Both companies said the issue had been fixed and should not be a drag on third-quarter earnings, which suggests that minor changes Facebook announced last month were related to these issues.
The Facebook developer tool Login in part facilitated the disgraced and now defunct Cambridge Analytica’s collection and storage of millions of users’ personal data.
When asked whether Facebook FB, +0.80% had fixed the Login issue, a spokesman said the company had addressed the concerns in a July blog post and that it was working closely with King and Zynga. The social-media behemoth declined to further comment on the extent of the issue and to identify others affected by it.
Facebook’s Login technology allows developers to simplify the account set-up process via their websites or apps by borrowing some of the information associated with Facebook. It is the developer tool that partly facilitated the harvesting of user data that researchers and Cambridge Analytica improperly gathered and stored on millions of users, though Facebook had previously changed the rules that allowed the original personal-data harvesting.
Following the Cambridge revelations in March, Facebook made further changes to developer access to data through the Login technology, restricting what third parties can obtain by default, among other things. As part of those changes, Facebook required users who had not used an app in 90 days to log in upon their return — which appears likely to have caused the issues Zynga and Activision described in their earnings calls.
Facebook initially announced the first change to Login in April. The company publicly issued an update on July 27 that seemed to loosen some of the criteria for app use within the three-month time frame, saying the company had initially taken a very “conservative approach” to what it considered app use, but had since sought to expand that definition.
Even though Activision would not name Facebook specifically, analysts said Facebook was the obvious culprit.
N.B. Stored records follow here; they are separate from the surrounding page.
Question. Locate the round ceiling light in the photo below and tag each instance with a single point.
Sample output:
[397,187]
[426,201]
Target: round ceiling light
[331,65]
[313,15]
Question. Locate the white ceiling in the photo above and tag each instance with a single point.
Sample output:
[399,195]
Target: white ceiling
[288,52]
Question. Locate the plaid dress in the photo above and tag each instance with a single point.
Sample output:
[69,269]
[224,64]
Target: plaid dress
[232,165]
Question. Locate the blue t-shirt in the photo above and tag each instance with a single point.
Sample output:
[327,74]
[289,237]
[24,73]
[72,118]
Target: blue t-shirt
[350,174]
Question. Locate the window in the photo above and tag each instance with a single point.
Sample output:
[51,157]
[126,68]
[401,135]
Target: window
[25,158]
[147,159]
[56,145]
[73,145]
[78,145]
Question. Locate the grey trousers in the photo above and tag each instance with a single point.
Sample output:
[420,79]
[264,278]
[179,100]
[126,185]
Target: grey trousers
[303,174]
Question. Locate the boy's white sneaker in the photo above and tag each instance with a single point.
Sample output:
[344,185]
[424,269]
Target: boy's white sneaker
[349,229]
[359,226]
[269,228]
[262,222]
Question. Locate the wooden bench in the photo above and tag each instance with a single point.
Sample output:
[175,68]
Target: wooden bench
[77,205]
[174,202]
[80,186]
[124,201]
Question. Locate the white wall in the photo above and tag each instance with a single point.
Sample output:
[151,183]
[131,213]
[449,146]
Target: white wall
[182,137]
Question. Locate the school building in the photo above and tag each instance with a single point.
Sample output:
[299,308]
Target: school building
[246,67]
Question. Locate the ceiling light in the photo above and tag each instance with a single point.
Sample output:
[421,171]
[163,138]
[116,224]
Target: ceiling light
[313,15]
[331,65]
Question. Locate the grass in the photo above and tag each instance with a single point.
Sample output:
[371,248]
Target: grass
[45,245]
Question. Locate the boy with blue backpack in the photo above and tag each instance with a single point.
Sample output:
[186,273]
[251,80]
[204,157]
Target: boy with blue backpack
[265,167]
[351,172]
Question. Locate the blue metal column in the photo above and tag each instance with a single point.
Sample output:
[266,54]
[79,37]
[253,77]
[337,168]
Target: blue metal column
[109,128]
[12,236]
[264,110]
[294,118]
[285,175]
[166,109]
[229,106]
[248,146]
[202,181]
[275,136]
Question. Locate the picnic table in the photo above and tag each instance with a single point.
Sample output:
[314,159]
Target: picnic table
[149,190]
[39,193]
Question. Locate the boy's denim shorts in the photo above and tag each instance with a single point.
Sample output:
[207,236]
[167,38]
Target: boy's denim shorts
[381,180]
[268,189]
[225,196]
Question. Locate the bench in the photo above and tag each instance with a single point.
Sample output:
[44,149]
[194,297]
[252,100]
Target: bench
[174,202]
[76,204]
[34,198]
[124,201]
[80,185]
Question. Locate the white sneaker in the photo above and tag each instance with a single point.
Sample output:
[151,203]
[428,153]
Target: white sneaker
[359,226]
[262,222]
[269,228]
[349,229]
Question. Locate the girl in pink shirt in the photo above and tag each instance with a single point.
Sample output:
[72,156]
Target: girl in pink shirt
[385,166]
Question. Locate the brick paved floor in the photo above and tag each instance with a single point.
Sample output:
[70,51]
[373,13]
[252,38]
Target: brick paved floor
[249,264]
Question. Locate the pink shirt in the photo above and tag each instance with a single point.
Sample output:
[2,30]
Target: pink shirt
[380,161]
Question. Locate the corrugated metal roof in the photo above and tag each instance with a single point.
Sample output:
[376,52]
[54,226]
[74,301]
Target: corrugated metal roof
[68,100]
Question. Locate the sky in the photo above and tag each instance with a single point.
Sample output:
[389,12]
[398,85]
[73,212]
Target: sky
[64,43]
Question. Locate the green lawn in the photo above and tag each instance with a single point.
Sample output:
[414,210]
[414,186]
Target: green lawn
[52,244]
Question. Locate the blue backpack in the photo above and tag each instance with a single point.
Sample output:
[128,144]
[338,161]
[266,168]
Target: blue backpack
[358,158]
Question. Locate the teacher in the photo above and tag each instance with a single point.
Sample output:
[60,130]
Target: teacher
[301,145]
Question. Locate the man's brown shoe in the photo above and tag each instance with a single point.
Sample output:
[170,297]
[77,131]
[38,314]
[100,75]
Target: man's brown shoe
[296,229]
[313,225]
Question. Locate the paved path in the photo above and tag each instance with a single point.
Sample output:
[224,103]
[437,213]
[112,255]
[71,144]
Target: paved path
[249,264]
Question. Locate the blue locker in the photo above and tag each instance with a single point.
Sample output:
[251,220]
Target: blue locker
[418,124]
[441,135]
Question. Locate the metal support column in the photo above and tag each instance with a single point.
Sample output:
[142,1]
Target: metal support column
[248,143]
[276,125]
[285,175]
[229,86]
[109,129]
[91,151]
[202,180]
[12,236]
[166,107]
Besides Zynga’s specific statement, there are few other tech platforms with the heft to affect millions of users that use Login to connect to various third-party apps, including games.
Piper Jaffray analyst Michael Olson said by email Friday that he “just couldn’t think of what else” Activision’s issues could be, since Zynga essentially said the same thing on its call. MKM Partners analyst Eric Handler wrote in a Friday note to clients that executives noted specifically that Facebook network issues caused a dip in King game revenue. And Stifel analyst Drew Crum wrote in a Friday note to clients that the damage to King revenue was “possibly” a result of Facebook.
Zynga declined to comment further, though the company has posted an Android and iOS help page related to connection issues with Facebook’s log-in features. Both Zynga and Activision said that the issues have been fixed and that they are working closely with Facebook.
No issues were mentioned in the earnings of other prominent videogame makers that have reported quarterly results of late, among them Electronic Arts Inc. EA, +1.73% , Take-Two Interactive Software Inc. TTWO, +8.98% and Glu Mobile Inc. GLUU, -0.83% . Activision fared poorly after its earnings report, declining 2%, while Zynga gained 3.9%.